In conclusion, this is the first study to describe comprehensively type-specific prevalence rates across France in all cervical grades including normal. These results will help to estimate the proportion of disease potentially preventable with the current and second-generation vaccines. They will also contribute to the evaluation of the impact of HPV vaccination on vaccine type prevalence and possible cross-protection or type replacement.

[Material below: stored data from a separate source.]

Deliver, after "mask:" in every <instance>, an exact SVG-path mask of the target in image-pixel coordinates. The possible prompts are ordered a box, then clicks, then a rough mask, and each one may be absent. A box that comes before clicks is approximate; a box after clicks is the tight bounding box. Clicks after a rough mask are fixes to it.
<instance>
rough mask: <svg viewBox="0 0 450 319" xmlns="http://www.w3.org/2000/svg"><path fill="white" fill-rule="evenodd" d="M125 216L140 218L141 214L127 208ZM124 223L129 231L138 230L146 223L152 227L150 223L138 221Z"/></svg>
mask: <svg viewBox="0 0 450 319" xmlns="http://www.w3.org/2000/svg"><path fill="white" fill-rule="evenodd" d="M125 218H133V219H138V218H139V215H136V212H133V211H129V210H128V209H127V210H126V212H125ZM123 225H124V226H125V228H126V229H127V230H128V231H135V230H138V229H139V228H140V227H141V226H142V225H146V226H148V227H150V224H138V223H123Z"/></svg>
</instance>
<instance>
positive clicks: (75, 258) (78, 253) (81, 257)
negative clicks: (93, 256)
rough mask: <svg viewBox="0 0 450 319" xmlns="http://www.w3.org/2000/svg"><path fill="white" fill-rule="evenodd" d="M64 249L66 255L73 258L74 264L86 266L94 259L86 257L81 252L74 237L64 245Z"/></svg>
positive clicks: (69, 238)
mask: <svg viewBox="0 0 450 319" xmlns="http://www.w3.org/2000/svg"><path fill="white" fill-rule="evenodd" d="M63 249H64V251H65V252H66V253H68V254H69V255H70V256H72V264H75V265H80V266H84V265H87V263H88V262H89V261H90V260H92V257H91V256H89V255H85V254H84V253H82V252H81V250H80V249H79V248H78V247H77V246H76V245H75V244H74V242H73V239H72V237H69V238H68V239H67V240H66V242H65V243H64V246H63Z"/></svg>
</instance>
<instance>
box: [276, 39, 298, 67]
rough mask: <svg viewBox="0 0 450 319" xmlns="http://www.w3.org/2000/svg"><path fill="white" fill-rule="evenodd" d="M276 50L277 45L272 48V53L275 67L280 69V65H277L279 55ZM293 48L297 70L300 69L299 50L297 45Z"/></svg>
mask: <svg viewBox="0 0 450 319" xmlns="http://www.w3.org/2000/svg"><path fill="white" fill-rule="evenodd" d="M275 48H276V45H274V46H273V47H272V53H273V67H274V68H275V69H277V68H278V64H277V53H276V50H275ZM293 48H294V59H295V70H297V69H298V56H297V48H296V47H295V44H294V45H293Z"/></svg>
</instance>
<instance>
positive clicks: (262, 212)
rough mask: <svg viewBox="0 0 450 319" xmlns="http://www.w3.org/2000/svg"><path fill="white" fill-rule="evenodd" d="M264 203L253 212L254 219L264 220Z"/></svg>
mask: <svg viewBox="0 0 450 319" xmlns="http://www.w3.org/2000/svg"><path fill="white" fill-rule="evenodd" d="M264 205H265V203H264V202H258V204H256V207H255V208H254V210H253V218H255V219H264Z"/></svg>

We gratefully acknowledge Rosemary Ancelle-Park for critical reading of the manuscript. We also acknowledge the Study Group Collaborators including Gerlinde Averous et Jean-Jacques Baldauf (CHU Hautepierre) Strasbourg; Muriel Fender (Association EVE, Illkirch); Elvire Schlund-Schoettel (Centre de pathologie, Schiltigheim); Carole Chevenet (laboratoire d’ACP, Aurillac); Pierre Dechelotte (Hôpital Estaing), Geneviève Fouilhoux (Centre Perrin), Alain Gaillot (laboratoire d’ACP SIPATH), Marie-Ange Grondin (Structure de Gestion ABIDEC-ARDOC), Anne-Gaëlle Kaemmerlen (Polyclinique Hôtel-Dieu) Clermont-Ferrand; Anne-Sophie Banaszuk (Cap Santé 49) et Jacques Marchetta (CHU) Angers; Isabelle de Pinieux (Cabinet Léonard de Vinci, Chambray-lès-Tours); Ken Haguenoer (CCDC), Henri Marret (CHU Bretonneau), Angela Ruiz (IRSA) Tours; Catherine Azoulay (ADOC 94, Joinville-le-pont); Daniel Badaro (laboratoire d’ACP) et Roger Dachez (Laboratoire Biomnis) Paris; Christine Bergeron (Laboratoire Cerba, St Ouen l’Aumône); Florence Bloget (Laboratoire d’ACP, Avon); André Nazac (CHU Bicêtre, Le Kremlin-Bicêtre); Hélène Emptas (Laboratoire Histosud, Le Pontet); Claude-Pierre Gautier (ADCA 84, Avignon).
This study was funded by the Institut Pasteur and by grants from the French Institut National du Cancer (INCa n° 2010-05) and by the French Institut de Veille Sanitaire (InVS: Etude Génotypage des HPV). The funders had no role in study design, data collection and analysis, decision to publish, or preparation of the manuscript.